Les troublantes révélations sur les conditions de la mise en examen de Nicolas Sarkozy

Publié le par La rédaction

Les troublantes révélations sur les conditions de la mise en examen de Nicolas Sarkozy

Selon BFM TV, un seul des trois juges d’instruction chargés de l’enquête sur le financement de la campagne de Nicolas Sarkozy en 2012, souhaitait vraiment le mettre en examen. Des révélations qui rebattent les cartes ?

Une audition de douze heures par le juge Tournaire

A l’issue de douze heures d’audition devant le juge Tournaire, Nicolas Sarkozy a appris en début de semaine qu’il était mis en examen pour le financement de la campagne présidentielle de l’UMP en 2012. Il a été placé sous le statut de témoin assisté dans le volet de « l’affaire Bygmalion » - affaire pour laquelle Nicolas Sarkozy continue de clamer son innocence.

Les juges, en désaccord, refusent de participer à l’audition : la mise en examen a-t-elle été décidée avant que Nicolas Sarkozy s'explique ?

Mais voilà qu’une information avancée par la chaîne d’information BFMTV vient rebattre les cartes, ou plutôt ouvrir une brèche. Cette fois du côté de la justice.
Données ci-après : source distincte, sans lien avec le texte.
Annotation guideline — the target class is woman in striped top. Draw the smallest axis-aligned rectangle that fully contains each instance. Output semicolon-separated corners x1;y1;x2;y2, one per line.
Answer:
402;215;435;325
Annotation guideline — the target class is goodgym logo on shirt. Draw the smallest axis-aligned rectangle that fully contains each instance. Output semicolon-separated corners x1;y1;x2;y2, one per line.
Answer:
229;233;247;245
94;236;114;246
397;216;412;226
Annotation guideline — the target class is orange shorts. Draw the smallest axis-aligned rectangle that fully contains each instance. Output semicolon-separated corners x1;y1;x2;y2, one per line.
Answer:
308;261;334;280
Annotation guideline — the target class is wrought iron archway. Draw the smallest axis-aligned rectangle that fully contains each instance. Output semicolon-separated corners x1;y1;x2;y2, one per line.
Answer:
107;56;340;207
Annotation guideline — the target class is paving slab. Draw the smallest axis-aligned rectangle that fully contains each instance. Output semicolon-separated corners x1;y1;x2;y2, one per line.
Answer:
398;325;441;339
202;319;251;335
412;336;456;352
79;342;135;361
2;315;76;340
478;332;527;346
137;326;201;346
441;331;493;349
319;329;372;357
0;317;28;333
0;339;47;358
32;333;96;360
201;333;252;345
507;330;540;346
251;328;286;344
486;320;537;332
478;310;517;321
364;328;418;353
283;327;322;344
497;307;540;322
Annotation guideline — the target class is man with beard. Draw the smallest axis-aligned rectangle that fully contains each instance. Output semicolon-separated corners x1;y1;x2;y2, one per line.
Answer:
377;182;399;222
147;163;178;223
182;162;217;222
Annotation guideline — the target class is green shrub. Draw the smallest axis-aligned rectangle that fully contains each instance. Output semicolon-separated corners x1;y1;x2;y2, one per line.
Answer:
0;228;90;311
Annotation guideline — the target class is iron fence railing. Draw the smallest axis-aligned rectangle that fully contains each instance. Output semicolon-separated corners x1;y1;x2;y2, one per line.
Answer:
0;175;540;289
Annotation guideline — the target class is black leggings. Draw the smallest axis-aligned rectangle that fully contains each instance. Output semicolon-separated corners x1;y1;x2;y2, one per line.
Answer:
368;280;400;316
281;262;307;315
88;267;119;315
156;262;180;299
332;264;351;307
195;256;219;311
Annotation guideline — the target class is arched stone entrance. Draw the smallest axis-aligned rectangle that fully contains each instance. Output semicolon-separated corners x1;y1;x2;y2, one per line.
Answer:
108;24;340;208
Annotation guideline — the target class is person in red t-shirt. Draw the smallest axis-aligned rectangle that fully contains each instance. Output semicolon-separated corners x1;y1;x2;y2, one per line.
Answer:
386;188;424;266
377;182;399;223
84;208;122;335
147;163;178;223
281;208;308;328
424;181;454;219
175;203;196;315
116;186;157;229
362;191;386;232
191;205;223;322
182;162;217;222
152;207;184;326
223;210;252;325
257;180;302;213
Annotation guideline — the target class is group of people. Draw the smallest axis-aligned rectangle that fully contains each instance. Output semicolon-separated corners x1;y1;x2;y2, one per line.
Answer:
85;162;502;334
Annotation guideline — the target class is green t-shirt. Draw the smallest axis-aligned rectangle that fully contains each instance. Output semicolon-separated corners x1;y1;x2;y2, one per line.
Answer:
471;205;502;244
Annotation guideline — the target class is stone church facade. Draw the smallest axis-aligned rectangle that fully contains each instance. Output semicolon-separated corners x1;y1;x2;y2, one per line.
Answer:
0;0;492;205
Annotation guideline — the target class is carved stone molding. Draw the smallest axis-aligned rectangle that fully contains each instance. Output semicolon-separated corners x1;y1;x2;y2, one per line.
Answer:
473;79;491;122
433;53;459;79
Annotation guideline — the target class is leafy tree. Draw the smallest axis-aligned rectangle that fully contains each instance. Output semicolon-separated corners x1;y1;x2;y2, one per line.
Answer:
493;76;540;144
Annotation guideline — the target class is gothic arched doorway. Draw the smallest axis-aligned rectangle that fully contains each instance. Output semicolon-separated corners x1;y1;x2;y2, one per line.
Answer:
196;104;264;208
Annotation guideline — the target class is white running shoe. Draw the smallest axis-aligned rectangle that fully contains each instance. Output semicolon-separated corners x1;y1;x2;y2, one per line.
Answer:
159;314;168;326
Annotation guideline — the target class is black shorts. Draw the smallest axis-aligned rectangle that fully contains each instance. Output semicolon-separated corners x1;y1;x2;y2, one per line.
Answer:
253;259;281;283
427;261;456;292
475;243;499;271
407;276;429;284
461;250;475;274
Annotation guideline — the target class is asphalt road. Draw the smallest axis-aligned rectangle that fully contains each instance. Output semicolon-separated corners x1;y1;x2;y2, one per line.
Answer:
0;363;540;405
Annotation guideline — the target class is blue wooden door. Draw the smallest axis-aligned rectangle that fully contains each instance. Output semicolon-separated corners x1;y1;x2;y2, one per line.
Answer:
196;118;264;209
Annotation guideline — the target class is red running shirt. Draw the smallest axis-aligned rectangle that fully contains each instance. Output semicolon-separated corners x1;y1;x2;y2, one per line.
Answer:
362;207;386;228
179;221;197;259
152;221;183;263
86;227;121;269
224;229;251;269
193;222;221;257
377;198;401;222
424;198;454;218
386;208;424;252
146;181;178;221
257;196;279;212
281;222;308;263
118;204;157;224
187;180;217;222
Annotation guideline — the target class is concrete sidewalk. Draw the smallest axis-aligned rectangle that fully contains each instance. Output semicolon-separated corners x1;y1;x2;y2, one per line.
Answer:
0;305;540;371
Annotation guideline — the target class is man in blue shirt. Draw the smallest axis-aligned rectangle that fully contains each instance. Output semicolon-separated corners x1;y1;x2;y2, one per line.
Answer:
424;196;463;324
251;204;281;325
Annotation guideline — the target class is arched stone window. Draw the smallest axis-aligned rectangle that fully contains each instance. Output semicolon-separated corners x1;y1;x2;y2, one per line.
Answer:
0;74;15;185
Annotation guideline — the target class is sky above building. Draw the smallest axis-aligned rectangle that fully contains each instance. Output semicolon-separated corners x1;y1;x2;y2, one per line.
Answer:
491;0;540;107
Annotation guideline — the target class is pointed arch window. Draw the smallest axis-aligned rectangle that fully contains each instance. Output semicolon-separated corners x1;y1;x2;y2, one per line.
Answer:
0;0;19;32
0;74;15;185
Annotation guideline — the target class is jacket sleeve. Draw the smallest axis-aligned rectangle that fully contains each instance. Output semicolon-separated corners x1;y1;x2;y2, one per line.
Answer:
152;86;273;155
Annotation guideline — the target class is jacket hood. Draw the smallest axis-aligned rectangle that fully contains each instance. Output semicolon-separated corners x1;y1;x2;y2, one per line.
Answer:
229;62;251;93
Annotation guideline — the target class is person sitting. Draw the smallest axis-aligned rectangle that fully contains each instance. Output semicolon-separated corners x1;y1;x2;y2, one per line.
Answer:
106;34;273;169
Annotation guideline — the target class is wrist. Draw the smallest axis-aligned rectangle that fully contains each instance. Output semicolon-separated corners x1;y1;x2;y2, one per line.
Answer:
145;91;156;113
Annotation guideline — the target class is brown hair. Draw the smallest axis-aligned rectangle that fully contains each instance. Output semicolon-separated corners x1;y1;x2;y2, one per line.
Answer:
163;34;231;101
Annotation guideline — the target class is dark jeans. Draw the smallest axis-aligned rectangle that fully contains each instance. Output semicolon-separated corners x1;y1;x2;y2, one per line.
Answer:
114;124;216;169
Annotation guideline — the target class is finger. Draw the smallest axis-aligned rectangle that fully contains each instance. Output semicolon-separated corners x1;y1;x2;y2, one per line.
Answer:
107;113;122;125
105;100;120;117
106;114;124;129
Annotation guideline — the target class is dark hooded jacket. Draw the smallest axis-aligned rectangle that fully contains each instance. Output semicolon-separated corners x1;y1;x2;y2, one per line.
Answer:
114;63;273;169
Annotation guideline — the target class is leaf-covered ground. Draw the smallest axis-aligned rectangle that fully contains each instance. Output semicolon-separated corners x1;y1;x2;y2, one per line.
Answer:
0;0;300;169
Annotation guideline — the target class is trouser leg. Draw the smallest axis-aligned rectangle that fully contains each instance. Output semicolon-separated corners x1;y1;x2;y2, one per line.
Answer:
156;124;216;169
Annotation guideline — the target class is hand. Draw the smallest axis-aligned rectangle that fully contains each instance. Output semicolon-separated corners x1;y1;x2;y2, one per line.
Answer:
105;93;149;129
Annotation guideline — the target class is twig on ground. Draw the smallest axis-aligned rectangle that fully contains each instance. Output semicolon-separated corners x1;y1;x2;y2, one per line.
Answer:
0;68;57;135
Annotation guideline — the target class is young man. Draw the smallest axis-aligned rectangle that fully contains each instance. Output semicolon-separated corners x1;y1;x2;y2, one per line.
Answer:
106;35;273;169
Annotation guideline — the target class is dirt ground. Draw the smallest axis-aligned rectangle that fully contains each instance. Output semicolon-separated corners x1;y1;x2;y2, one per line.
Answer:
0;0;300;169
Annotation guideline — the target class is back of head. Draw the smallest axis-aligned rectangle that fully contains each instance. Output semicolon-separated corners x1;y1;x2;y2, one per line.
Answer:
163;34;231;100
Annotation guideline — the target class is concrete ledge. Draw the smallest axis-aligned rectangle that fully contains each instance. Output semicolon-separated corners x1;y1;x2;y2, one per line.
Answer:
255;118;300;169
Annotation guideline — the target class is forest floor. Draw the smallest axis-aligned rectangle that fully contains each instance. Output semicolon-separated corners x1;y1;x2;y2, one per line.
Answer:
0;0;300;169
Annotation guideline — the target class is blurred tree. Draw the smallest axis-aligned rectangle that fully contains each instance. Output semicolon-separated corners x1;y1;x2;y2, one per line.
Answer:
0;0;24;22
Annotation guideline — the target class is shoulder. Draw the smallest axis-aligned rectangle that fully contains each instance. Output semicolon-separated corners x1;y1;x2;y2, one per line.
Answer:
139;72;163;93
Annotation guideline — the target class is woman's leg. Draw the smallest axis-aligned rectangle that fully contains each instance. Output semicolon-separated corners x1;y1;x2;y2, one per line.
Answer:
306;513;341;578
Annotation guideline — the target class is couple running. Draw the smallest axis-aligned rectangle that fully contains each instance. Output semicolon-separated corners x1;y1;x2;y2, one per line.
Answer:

Effectivement, d’après la chaîne d’information, seul un des trois juges chargés de l’enquête sur le financement de la campagne de Nicolas Sarkozy a souhaité le mettre en examen. Plus intéressant encore, en raison de leur désaccord, les deux autres, sachant que Nicolas Sarkozy allait être mis en examen, n’ont pas souhaité participer à l’audition de l’ancien président de la République. Les trois magistrats sont bien connus du monde politique et médiatique. Il s’agit des juges Serge Tournaire, Renaud Van Ruymbeke et Roger Le Loir. Parmi les trois, Serge Tournaire est le seul a avoir souhaité la mise en examen de l’ancien président de la République. Plusieurs questions se posent :

  • Si les juges Le Loir et Van Ruymbeke ont refusé de participer à l’audition de Nicolas Sarkozy parce qu’ils savaient qu’il allait être mis en examen et que l’issue était connue d’avance, cela signifie-t-il qu’en dépit de la valeur de ses arguments, le président des Républicains n’avait aucune chance ?
  • Si les juges Le Loir et Van Ruymbeke, réputés pour leur combativité, n’ont pas souhaité mettre le président des Républicains en examen, quelles en sont les raisons ?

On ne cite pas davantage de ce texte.